PALM HARBOR — Maya Okuyama arrived from Brazil three months ago eager to encounter an American high school experience. To immerse herself in the culture, as well as gain new friends, Okuyama was required to sign up for an extracurricular activity.
The foreign exchange student did not excel in sports that required putting a ball in play. Okuyama thrived in the water — as a synchronized swimmer. So the Palm Harbor University junior decided to try out for the school’s renowned swim program.
For years, Okuyama’s pool activities consisted of performing routines synchronized to music. Teamwork was essential. So was stamina and breath control.
And Oyuyama did more than just participate. She starred, competing on Brazil’s national team. Now, she seemed more like a fish out of water.
Okuyama had a firm grasp of the freestyle stroke. The other strokes — breast, butterfly and back — were more foreign to her. The lack of knowledge was a serious setback when she competed in tryouts against more experienced swimmers.
This was just the second time Lisa Bitting ever had a foreign exchange student inquire about swimming in her 29 years as a coach.
Once in the pool, Okuyama turned lap after lap. Her freestyle stroke was smooth and effortless, her arms slipping slowly, quietly in the water.
Bitting saw plenty of potential. “Maya is just an athlete,” she said. “There was plenty there to work with.”
Making the team meant everything. Okuyama marveled at the facilities and the coaching.
“We do not have anything like this back home,” Okuyama said. “It’s hard to find places to practice in Brazil. Plus, I was happy being on the team because I was able to meet so many more people and make friends.”
Not that she needed much help. Okuyama blended in so well on the swim team, many thought she was a new student who arrived from another Pinellas County school rather than another country, said Wendy Harris, one of her host family members.
Still, there were other adjustments, the biggest being the heat when Okuyama arrived in August. There were also difficulties speaking English rather than her native Portugese.
She grasped that, too.
Within a month, Okuyama was moved into an honors English class. Now she’s even taking French to broaden her horizons.
“It’s amazing having a class with her because she was way more studious than most everyone else in there,” freshman swimmer Maria Candelora said of Okuyama. “She was already on top of everything. I was shocked at how well she adapted.”
Candelora and Okuyama became friends. They go to practice together. They both went to the Homecoming dance with other teammates, the first time Okuyama had attended a school dance.
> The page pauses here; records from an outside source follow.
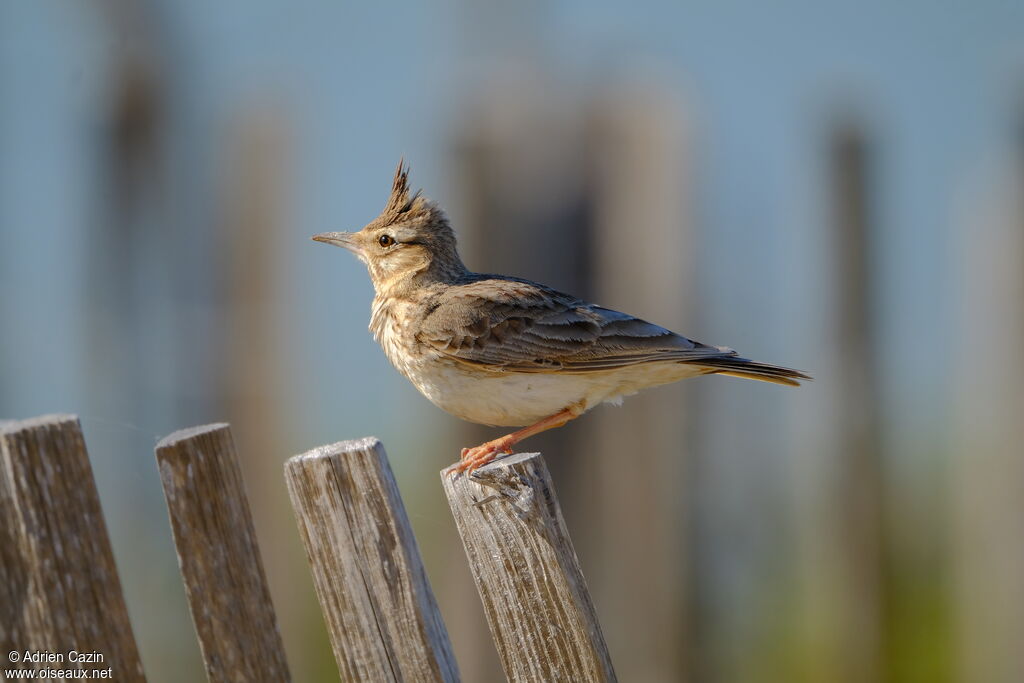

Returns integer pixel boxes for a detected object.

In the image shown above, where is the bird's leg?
[449,403,584,474]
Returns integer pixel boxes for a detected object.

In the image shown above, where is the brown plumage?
[313,162,810,471]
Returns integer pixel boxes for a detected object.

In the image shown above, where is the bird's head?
[313,161,466,294]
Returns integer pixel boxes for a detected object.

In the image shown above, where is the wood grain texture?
[285,438,459,682]
[157,424,291,683]
[0,415,145,682]
[441,454,616,682]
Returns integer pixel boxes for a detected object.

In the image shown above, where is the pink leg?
[447,403,583,474]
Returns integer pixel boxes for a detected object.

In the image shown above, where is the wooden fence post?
[0,415,145,682]
[157,424,291,683]
[441,453,616,683]
[285,438,459,682]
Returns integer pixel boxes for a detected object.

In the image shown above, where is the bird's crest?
[381,158,422,222]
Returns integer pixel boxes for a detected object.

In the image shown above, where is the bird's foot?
[447,436,515,476]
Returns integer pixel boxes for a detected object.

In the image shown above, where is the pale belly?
[371,303,702,427]
[399,360,699,427]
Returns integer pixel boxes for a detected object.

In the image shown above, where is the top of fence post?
[441,453,616,683]
[156,424,291,683]
[285,438,459,683]
[0,415,145,681]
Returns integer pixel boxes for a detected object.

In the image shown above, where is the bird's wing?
[417,278,735,373]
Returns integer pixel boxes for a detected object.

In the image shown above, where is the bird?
[312,160,811,475]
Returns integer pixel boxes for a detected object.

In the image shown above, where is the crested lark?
[313,162,810,479]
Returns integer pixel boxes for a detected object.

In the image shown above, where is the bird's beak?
[313,232,360,256]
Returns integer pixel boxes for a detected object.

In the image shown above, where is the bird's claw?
[445,439,512,477]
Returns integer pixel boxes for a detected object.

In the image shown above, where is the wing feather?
[417,275,735,373]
Okuyama even took in a football game.
“I was confused,” she said. “I had no idea what was going on in football.”
In swimming, Okuyama was simply happy to be on the team. There were no nerves in her first meet, partly because she had no expectations.
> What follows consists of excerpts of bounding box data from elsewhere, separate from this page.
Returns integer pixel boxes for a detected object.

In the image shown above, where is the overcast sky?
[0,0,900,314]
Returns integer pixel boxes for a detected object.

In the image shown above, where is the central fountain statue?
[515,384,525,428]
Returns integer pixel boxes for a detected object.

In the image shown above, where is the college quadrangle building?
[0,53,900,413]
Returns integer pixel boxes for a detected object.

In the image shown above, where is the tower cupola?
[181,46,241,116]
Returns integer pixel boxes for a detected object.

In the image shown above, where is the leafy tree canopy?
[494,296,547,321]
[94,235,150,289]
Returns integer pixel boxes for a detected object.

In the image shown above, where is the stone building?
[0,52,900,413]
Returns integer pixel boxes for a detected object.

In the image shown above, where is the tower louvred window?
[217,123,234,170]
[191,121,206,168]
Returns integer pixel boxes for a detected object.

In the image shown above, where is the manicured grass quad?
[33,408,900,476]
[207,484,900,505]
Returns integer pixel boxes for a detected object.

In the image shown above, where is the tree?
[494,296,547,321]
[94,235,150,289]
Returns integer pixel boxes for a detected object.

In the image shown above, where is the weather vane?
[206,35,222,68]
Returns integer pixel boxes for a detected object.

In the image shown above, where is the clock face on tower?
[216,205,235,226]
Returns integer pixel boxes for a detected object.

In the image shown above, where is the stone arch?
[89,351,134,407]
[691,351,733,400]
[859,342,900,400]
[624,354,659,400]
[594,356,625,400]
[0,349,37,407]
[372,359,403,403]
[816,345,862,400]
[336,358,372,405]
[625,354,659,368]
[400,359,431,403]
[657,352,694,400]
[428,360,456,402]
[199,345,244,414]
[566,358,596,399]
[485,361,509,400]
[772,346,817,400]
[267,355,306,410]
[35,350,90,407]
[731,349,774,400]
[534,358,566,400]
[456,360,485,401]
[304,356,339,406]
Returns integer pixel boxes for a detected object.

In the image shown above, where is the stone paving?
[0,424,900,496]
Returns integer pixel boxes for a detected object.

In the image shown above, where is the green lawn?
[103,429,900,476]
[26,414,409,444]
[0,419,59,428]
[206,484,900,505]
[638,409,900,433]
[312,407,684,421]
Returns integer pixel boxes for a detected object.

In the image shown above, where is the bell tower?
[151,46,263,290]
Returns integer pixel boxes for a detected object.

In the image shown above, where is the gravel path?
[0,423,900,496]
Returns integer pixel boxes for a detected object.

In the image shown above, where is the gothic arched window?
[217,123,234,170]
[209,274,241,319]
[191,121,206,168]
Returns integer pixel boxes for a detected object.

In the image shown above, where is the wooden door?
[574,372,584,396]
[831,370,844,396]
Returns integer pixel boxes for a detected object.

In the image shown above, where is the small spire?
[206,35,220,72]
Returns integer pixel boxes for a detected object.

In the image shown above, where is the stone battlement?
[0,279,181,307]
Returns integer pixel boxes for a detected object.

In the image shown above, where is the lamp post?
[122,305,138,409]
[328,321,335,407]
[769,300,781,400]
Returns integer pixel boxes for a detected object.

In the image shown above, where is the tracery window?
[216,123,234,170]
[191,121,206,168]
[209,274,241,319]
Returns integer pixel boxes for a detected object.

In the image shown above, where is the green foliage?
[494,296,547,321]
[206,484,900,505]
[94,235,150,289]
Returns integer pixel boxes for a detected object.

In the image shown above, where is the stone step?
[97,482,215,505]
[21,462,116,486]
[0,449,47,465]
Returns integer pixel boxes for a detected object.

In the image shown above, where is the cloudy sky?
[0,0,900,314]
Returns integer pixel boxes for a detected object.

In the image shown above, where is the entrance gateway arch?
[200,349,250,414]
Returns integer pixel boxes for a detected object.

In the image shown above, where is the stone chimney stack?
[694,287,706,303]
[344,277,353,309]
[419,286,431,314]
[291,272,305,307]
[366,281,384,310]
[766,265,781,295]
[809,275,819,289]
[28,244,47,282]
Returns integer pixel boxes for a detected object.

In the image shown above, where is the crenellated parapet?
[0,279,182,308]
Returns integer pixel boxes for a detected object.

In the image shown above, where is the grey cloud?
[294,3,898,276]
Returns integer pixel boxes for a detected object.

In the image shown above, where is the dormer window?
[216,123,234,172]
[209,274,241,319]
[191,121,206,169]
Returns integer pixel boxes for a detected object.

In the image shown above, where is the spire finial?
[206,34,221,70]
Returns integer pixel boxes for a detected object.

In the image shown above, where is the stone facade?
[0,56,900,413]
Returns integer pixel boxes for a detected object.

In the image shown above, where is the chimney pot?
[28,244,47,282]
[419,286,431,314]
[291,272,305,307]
Okuyama kept improving, so much that she is a vital part of the Hurricanes’ girls program. Last month, she finished second in both the 50-yard and 100-yard freestyle events at the Pinellas County Athletic Conference meet, as well as swam legs on the first-place 200 free relay and second-place 400 free relay.
“Maya has been a gift from God,” Bitting said.
After spending months learning new strokes, Okuyama is teaching her new teammates moves in synchronized swimming.
“If we have time after practice, Maya will show us a few things,” Candelora said. “We try, but none of us are very good. Maya is amazing in it, just like in everything else.”
Okuyama will continue to do the freestyle strokes at the upcoming postseason meets.
Her introduction to swimming does not end there. She plans to keep training with Bitting’s club team in the offseason.
“I want to keep it going, maybe even swim in college,” Okuyama said. “I just want to keep swimming for the rest of my life.”